They are all presidential candidates who have managed to qualify for the ballot in Michigan. They represent the U.S. Taxpayers Party, the Libertarian Party, the Natural Law Party and the Greens.
They all have something in common. They are all going to lose, and lose very badly, if the polls and historical trends are accurate. Thanks to the excitement over the major party candidates this year, I would be surprised if any of them got even one percent of the vote.
Their ideologies are very different. Chuck Baldwin thinks John McCain is too far left, and Cynthia McKinney thinks Barack Obama is too far to the right. However, the third parties do agree they are not getting a fair shake from the system.
I know this in part because my excellent assistant, Colleen Castle, discovered something called the Michigan Third Parties Coalition Website, where all these parties are attempting to make common cause in the interest of fairness.
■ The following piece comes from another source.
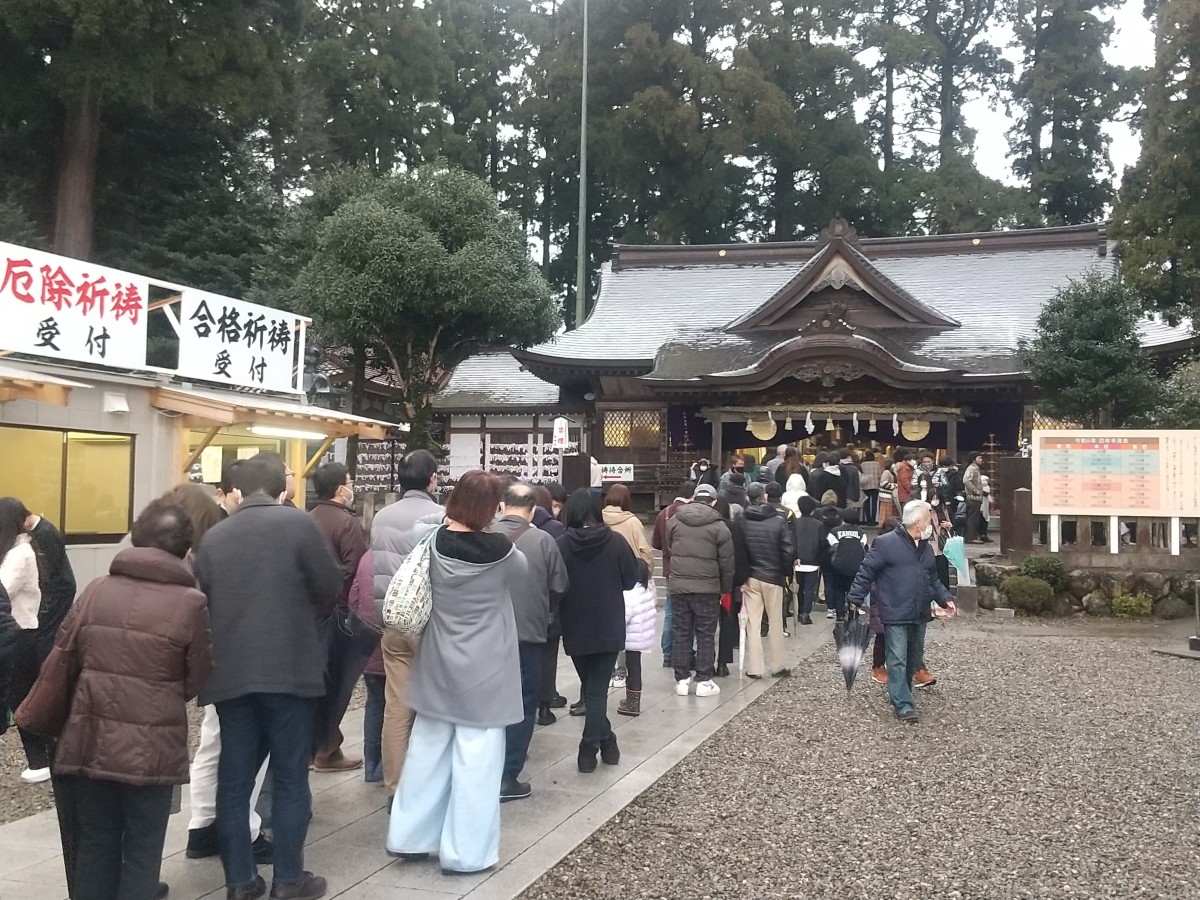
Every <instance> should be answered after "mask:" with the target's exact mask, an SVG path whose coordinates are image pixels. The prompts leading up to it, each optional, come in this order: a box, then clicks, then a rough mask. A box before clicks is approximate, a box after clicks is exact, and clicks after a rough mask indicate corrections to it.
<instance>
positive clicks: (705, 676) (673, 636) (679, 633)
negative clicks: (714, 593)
mask: <svg viewBox="0 0 1200 900" xmlns="http://www.w3.org/2000/svg"><path fill="white" fill-rule="evenodd" d="M671 606H672V608H673V613H672V620H671V626H672V628H673V629H674V636H673V638H672V644H671V654H672V655H671V662H672V665H673V666H674V670H676V680H677V682H684V680H686V679H688V678H690V677H691V648H692V641H695V647H696V680H697V682H708V680H712V678H713V672H714V671H715V670H716V620H718V618H719V616H720V612H721V598H720V595H719V594H674V595H672V598H671Z"/></svg>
Here’s an excerpt from their manifesto, all of it true:
Under the present Michigan election law, it is impossible for a new party to nominate any candidates for the ballot without spending tens of thousands of dollars on a statewide ballot access drive – an often impossible task for third parties (without) corporate financial backing … Minor parties that have been able to qualify for ballot access in Michigan are threatened each election with the possibility of losing (it). At the same time, the plurality voting system used in all Michigan elections leads voters to feel compelled to vote for one of the major party candidates … or else “waste” their vote.
What third parties would really like is something called “IRV,” for Instant Runoff Voting. That’s a system under which you would cast two votes, for your first and second choices.
If your first choice finishes out of the money, your vote would go to your second choice. Had this option been available nationally in 2000, two things would have happened.
Ralph Nader would have gotten more first-round votes than the two and half percent he in fact achieved, and the presidential election would have been won by Al Gore.
Naturally, Republicans wouldn’t have liked that idea at all -- any more than Democrats would have in 1992, when it might have reelected George Bush the First. Someday, I think it is conceivable that a third-party candidate could be elected president.
Theodore Roosevelt made a good run at it in 1912, finishing a strong second and carrying Michigan, among other states. But if a third-party candidate ever does win, he or she will almost certainly have to make common cause with one of the major parties.
Otherwise, they would never get anything through Congress. To paraphrase Winston Churchill, our two-party system of democracy is the worst there is. Except, that is, for all the others that have been tried.
IRV is a bullshit idea which dilutes the civil rights ideal of one person one vote..
IRV is a notion for losers and 2nd hand leaders who did not have the substance to inspire the will of the people to vote for them..
IRV is not cutting edge nor progressive it is a derivative idea which will has no value and deserves being ignored..
Nader is a tired old bigot whose contempt for people of color makes him backward and underdeveloped..Nader what a joke..
Posted by: Thrasher | October 29, 2008 at 02:54 PM
Well, I for one wish that IRV existed. Though in fairness, I don't think it should just be a first and second choice - I think you'd have to rank all of the candidates.